Rating: 3.5/5Nite Jewel’s One Second of Love is very much a 2012 record, if you follow a trendy kind of algebra: an artist in her mid-20s hearkening back to slick pop of the late ‘80s and R&B grooves of the early ‘90s, don’t forget to carry the 8-track and then adjust the result with a production exponent (something represented by a negative integer in her 2009 debut, Good Evening). Ramona Gonzalez, the woman behind the moniker Nite Jewel, almost has me reaching back (far back) into the recesses of my closet to pull out a boxy, oversized blazer reminiscent of Lisa Lisa & Cult Jam, but that’s not quite right, just a temporary (and beloved) reflex. Although “Autograph” definitely has the hallmarks of a pleasing mid-tempo jam that might’ve charted 25 years ago with its kicky bass line and daft-by-design lyrics (“I’ve got your autograph/ It is on my heart”) – it sounds like the kind of song that plays on the “favorite hits” radio station every waiting room is tuned to – the impression left by One Second of Love does not bear out to be a tribute of post-ironic recycling or genre trampling. Collaborating here with her husband Cole M. Greif-Neill (of Ariel Pink’s Haunted Graffiti) and Dâm-Funk, Nite Jewel acknowledges her influences and in the next breath overwrites them.

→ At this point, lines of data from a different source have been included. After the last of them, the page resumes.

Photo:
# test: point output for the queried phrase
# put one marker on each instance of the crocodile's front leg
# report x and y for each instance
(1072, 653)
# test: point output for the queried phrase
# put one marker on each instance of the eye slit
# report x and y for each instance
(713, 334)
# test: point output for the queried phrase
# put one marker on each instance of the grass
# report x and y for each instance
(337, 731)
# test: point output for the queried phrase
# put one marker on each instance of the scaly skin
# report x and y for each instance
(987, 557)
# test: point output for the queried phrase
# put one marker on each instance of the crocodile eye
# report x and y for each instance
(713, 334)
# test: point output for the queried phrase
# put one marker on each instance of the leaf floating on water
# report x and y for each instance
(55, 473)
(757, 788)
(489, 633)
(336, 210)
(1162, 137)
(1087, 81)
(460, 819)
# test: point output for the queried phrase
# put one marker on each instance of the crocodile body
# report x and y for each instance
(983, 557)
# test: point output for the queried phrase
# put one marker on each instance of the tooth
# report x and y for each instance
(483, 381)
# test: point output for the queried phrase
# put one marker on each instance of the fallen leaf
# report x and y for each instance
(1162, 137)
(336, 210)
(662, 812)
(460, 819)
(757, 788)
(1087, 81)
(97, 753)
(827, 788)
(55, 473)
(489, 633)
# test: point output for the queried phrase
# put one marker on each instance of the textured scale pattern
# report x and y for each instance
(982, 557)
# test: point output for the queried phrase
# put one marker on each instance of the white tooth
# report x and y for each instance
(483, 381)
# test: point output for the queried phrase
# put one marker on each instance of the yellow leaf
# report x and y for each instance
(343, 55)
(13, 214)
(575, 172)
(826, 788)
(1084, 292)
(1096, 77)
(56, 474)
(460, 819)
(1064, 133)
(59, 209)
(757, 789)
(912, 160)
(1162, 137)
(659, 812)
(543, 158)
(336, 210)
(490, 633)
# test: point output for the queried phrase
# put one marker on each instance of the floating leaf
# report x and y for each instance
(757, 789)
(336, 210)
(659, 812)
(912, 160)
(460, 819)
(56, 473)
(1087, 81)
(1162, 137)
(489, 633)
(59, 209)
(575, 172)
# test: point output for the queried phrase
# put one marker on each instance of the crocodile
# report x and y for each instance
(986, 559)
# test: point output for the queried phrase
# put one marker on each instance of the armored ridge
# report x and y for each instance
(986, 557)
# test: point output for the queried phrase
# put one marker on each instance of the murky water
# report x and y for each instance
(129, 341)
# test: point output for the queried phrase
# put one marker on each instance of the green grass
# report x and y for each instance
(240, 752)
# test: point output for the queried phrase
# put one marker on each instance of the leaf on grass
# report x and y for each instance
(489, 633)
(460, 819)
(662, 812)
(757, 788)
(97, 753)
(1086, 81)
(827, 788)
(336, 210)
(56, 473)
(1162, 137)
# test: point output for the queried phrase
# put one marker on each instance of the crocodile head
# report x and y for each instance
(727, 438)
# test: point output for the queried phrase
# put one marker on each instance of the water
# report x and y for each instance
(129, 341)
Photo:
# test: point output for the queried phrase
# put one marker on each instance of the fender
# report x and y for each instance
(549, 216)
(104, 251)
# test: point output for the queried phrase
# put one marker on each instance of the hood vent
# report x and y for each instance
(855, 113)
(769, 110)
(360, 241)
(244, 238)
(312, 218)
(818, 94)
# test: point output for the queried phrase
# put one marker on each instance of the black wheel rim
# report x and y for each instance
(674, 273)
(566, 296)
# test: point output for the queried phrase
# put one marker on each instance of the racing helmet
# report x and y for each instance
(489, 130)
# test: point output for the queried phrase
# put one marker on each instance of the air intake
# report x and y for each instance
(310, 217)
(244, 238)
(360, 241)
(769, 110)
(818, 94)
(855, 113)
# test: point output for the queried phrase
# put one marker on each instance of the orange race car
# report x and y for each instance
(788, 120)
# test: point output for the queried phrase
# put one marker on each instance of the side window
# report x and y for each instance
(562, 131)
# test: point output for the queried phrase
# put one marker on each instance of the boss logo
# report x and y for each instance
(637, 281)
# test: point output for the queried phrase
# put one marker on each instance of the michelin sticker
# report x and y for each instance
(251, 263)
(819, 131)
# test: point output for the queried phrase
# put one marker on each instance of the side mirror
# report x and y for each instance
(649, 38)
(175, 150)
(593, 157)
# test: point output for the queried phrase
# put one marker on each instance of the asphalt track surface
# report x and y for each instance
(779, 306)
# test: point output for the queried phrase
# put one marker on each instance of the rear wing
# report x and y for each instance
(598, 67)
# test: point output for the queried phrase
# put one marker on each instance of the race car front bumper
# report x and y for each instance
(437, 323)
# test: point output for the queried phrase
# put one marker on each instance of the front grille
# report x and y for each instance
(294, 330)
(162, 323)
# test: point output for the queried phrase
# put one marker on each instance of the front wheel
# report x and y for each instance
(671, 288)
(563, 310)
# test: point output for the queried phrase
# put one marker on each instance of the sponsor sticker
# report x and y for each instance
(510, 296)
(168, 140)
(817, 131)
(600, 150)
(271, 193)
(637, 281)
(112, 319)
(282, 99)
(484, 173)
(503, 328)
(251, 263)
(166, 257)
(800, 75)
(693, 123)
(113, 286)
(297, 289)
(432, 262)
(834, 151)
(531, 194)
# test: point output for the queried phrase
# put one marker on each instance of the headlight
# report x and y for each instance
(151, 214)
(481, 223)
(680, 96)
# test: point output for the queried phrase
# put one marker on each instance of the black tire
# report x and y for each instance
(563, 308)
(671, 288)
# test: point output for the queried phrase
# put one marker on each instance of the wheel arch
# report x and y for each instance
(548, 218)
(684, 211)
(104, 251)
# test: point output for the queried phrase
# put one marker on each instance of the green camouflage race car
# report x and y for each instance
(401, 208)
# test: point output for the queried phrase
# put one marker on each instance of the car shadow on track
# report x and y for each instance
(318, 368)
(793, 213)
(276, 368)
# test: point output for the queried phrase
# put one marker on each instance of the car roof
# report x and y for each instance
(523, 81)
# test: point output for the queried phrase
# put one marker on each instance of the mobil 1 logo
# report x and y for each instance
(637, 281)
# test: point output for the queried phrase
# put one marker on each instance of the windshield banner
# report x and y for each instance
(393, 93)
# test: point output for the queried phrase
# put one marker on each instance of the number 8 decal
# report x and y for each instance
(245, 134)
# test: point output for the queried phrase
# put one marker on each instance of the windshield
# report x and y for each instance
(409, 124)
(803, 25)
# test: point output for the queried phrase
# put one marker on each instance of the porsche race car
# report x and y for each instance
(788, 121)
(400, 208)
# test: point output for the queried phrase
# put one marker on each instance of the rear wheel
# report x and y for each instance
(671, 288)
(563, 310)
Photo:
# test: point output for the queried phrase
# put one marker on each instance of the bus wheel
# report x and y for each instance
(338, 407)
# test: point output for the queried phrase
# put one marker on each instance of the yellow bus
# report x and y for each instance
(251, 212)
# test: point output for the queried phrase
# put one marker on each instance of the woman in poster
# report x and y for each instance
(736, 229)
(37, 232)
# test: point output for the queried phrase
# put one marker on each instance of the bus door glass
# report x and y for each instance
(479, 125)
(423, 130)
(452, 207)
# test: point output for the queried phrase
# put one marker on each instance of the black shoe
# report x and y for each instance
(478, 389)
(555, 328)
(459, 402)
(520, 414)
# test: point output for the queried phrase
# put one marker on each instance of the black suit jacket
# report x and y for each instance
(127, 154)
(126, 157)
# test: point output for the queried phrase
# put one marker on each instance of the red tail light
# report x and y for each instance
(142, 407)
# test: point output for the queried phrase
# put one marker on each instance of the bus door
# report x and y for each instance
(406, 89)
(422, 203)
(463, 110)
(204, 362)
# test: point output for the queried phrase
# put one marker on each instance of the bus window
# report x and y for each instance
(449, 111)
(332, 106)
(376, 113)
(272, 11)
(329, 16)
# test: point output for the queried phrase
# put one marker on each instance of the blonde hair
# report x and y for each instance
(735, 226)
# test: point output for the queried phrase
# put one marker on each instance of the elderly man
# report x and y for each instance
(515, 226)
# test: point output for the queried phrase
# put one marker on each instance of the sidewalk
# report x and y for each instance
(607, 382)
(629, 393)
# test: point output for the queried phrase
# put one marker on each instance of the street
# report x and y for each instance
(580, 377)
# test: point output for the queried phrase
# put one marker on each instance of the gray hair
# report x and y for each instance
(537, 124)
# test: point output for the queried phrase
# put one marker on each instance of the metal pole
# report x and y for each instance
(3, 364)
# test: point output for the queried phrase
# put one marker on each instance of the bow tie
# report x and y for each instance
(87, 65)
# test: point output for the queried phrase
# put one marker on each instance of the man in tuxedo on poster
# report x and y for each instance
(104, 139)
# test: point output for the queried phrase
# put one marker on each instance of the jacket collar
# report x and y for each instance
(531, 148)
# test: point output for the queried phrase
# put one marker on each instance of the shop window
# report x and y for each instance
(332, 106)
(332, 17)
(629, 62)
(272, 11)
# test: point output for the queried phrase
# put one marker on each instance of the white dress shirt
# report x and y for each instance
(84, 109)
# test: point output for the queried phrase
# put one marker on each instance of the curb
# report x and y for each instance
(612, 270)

The elements of retrofit work so well for Nite Jewel because they are invoked without kitsch, they’re not overtly commercial. The backbeat rim clicks, underpinned cabasa rhythms and prettily traveled melody of “In the Dark” – a nightclub croon swooping from soprano to dusky contralto – suggest Sade without calling her by name. Mainly, it is that minimalist combination of MTV-vid synth settings and processed drum machine patterns that dial up the era-specific association. “I’m a broken record/ You have heard this before,” are the first words of this album, and while that might be meant partly as a self-reflexive creative acknowledgement, it anticipates a criticism that is cursory at best. One Second of Love is assembled with an ever so slight attraction to oddity: a couple measures of percussion drag come to a sudden, meteorological rumble in the otherwise languid “This Story”; moony synth bends spill over in “Unearthly Delights” as a rarely deployed guitar plucks in unison with Gonzalez’s vocal phrase.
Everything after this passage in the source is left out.